When the searchlight of world attention sweeps on, who cares?
Petros Giannakouris/AP
London
The earthquakes that hit Turkey and Syria this week have caused heart-wrenching devastation – and also inspired an international campaign to rush help to the stricken areas.
Yet this month’s grim second anniversary of a different disaster, caused not by nature, but by a military coup in the Southeast Asian democracy of Myanmar, suggests a cautionary lesson that applies to the earthquake response – and a lesson for the world’s news media as well.
It is this: The true test of our engagement, empathy, and dedication will come not in the next few days, but in the next few months and beyond.
Why We Wrote This
The world gets transfixed by the issue of the moment, like earthquakes in Turkey and Syria, and then moves on. True commitment shows itself over months or more. Myanmar is an example of failure, Ukraine a model for success.
The initial response matters. The scope for effective action is greatest early on, whether to right a political injustice or help people struck down by a force of nature. In earthquakes, it is especially critical. Very rarely are trapped survivors rescued after the first few days.
Yet in the media, and among governments, attention spans are short. Their focus soon shifts elsewhere and returns only fleetingly, in response to some new tragedy, or the simple dictate of the calendar on anniversaries of the original “headline” event.
That fickleness matters because of what happens – and what does not happen – when world attention fades.
Displaced Syrians hit by the earthquake, who need not just rescue but ongoing help to rebuild their lives, know this all too well.
They live in the northwest of the country, the sole area still under rebel control, and they were already struggling to feed their families and stay warm during a harsh winter.
In recent years, they’ve endured wanton artillery and air attacks on their homes, schools, hospitals, and aid facilities by Syrian dictator Bashar al-Assad and his Russian military backers. These assaults initially made the news, and prompted political outrage, in the West. Yet before long, they disappeared from the headlines.
And what of Myanmar?
It has, in fact, been receiving fresh attention in recent days.
There have been newspaper and broadcast commentaries, and a declaration by nearly two dozen governments including the United States, Britain, the European Union, Canada, Australia, and New Zealand.
There was even a rare U.N. Security Council resolution calling for a return to democracy – facilitated by an equally rare event: Russia and China abstained, rather than casting a veto.
But all that was because of the calendar.
It is now two years since Gen.

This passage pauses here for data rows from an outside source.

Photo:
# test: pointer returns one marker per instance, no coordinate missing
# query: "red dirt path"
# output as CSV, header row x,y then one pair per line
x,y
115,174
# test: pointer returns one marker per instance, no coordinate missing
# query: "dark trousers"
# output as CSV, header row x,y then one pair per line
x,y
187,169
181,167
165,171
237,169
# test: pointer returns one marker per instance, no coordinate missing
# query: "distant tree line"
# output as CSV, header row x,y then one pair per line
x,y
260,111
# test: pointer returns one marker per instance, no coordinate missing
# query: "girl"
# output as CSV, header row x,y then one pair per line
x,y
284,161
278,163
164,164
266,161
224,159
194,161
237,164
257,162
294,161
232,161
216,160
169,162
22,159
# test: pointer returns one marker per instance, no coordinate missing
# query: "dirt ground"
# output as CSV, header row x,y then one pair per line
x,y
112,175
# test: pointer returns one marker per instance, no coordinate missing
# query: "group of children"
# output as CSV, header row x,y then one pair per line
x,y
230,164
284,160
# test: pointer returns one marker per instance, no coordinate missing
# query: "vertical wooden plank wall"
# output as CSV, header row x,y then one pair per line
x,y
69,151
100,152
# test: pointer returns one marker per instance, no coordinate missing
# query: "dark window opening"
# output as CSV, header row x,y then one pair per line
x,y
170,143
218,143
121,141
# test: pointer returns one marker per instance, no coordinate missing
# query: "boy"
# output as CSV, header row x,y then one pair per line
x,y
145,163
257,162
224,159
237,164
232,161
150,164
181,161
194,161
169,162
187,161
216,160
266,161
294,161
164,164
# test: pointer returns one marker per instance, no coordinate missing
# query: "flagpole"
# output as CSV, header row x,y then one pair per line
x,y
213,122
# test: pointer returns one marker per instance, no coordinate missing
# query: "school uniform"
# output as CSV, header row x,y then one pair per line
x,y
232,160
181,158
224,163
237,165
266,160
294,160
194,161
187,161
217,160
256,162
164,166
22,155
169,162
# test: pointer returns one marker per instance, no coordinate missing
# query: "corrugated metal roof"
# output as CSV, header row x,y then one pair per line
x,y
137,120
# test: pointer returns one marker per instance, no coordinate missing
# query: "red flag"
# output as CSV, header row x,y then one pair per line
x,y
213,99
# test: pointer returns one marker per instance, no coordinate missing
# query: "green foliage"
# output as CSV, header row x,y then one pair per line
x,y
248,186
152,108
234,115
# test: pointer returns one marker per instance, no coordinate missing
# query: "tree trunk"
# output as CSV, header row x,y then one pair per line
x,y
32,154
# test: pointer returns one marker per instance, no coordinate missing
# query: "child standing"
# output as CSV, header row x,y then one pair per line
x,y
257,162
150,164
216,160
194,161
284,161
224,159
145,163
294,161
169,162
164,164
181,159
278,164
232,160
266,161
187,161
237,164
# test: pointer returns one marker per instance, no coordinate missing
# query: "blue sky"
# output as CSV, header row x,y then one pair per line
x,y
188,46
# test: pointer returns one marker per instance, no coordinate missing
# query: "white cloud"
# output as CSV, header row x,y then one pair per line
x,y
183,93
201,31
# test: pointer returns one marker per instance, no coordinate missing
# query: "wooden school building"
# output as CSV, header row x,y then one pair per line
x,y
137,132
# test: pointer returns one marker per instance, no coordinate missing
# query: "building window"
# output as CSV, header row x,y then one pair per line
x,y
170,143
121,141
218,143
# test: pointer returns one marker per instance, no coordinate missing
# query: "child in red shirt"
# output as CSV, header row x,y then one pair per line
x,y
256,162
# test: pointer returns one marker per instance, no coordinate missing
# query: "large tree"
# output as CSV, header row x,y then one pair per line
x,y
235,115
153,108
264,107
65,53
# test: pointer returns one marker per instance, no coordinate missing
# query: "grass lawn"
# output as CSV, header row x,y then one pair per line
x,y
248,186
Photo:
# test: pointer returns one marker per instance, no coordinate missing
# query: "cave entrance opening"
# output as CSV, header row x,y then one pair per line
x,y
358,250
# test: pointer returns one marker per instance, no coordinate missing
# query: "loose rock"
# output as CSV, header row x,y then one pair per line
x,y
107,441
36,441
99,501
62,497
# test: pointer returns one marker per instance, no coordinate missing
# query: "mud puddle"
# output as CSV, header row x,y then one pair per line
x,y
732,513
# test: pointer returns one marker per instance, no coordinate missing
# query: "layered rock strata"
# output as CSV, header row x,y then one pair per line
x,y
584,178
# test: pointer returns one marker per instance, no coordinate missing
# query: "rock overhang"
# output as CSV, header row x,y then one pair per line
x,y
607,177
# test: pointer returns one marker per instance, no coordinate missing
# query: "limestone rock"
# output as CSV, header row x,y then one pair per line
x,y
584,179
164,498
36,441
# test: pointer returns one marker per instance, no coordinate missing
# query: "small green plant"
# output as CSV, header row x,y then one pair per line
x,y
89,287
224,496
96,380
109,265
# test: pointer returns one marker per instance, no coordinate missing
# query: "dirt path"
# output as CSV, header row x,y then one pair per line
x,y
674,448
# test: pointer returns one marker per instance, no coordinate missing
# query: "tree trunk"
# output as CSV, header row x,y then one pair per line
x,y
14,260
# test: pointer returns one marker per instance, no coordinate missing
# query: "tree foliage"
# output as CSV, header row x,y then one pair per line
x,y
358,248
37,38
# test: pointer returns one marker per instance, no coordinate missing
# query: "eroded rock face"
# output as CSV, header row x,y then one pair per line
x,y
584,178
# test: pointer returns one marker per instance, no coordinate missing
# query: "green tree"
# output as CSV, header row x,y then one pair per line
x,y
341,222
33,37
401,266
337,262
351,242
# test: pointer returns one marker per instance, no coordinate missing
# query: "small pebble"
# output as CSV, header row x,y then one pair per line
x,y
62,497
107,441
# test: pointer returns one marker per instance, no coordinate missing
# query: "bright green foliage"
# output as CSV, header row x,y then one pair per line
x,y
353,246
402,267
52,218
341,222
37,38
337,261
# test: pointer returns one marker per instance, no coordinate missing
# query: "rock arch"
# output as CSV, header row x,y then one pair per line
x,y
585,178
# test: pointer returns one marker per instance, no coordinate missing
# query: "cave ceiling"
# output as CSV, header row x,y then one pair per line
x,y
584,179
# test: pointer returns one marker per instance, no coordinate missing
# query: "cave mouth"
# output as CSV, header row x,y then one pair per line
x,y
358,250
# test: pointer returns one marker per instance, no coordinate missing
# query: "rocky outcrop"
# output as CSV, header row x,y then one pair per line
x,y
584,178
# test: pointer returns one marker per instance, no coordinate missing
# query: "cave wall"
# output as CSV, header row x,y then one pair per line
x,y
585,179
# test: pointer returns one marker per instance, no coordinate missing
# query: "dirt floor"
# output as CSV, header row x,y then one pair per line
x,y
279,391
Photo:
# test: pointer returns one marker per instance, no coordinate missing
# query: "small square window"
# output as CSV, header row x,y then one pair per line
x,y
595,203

Min Aung Hlaing quashed the landslide reelection victory of Aung San Suu Kyi’s National League for Democracy; seized power; arrested the leader and her key supporters, along with social activists and journalists; and began a violent crackdown on protests.
In the intervening 24 months since the initial press coverage and international condemnation passed, the dictatorial general has arrested nearly 20,000 more opponents, some of whom have been executed. Around 3,000 civilians have been killed.
The junta has also slapped a series of jail sentences on Ms. Aung San Suu Kyi, now totaling 33 years, and launched indiscriminate air attacks in what has become a full-scale civil war with opposition activists who retreated to the countryside after the coup.
The coup leader has been lucky to have the neighbors he does. Key trading partners China, India, and Thailand have kept trading and looked the other way. So has Russia, which, along with China, has been providing the junta with arms and other military equipment.
In Myanmar, as in Syria during the Russian-backed bombing of civilians, some people have not stopped paying attention. Human rights groups such as Amnesty International, Human Rights Watch, and the Assistance Association for Political Prisoners have doggedly documented abuses.
Washington and its allies have, at least, responded with economic sanctions, tightened by Britain and Canada this month to cover aviation fuel, in the hope of curbing air attacks on opposition groups.
Even had the media spotlight remained on Myanmar, or on the Syrian war, there’s no guarantee the situations would have turned out differently.
Sustained media attention does, however, serve important functions. It assures the vulnerable they have not been forgotten. And, critically, it forces governments to reckon with the political cost, in the eyes of international public opinion, of failing to act in their defense.
It was that consideration, most likely, that led China and Russia not to block the Security Council’s anniversary criticism of Myanmar’s junta.
The most powerful reminder of how much difference persistent engagement makes is a major crisis where the West has stayed the course, so far.
In Ukraine, foreign eyes have not turned away. There are multiple explanations: the advocacy of President Volodymyr Zelenskyy, the raw courage of Ukrainians, the leadership of U.S. President Joe Biden. And the breadth and brutality of Russia’s invasion.
But central to Russian President Vladimir Putin’s calculations from the outset has been an assumption – no doubt encouraged by the West’s short-lived outrage over Russia’s seizure of Crimea in 2014 – that outsiders would soon stop caring much about Ukraine.
And central to Ukrainians’ fears is the prospect that he could yet prove correct.